The semantic predicate convenience methods are implemented in the 
members block or in a superclass:

@members{
/**
  * Determines whether the ancestor Tree node exists.
  *
  * @param the ancestor token <code>type</code> to search for
  * @return <code>true</code> if the token is an ancestor, 
<code>false</code> otherwise
  */
public boolean hasAncestor(int ttype) {
return getAncestor(ttype) != null;
}

/** Walk upwards and get first ancestor with this token type. */
public Tree getAncestor(int ttype) {
Tree t = (Tree) input.LT(1);
t = t.getParent();
while (t != null) {
if (t.getType() == ttype) return t;
t = t.getParent();
}
return null;
}

/**
  * Determines whether the parent Tree node exists.
  *
  * @param the parent token <code>type</code> to check
  * @return <code>true</code> if the token is the parent, 
<code>false</code> otherwise
  */
public boolean hasParent(int ttype) {
Tree t = (Tree) input.LT(1);
return (t != null && t.getParent().getType() == ttype);
}
}



>This need is similar to recursive path operations in Apache Ant with 
>** specifier (at some depth below).
>Is there a similar syntax for ANTLR contextual sub-tree matching?

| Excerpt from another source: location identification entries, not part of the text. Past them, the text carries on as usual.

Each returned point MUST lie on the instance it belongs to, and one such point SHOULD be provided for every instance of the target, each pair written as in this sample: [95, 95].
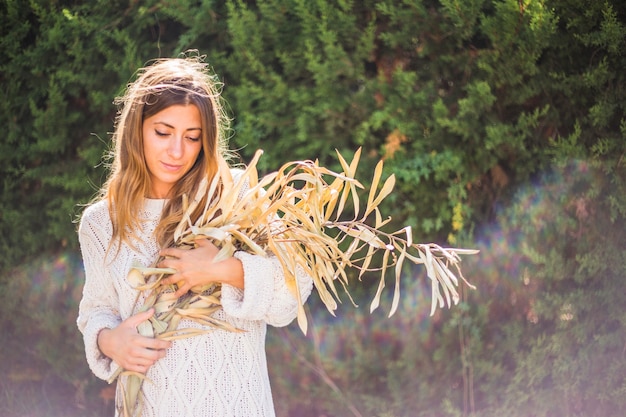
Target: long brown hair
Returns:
[164, 83]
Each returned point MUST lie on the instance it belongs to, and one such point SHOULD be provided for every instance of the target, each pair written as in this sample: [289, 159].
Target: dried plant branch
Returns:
[296, 214]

There has been discussion of more "complicated" convenience methods, 
but so far hasAncestor and hasParent have proven sufficient (BTW, 
these methods are planned to be implemented in TreeParser in the next 
version of Antlr).  If you have a use case where they are not 
sufficient or appropriate, please post to discuss.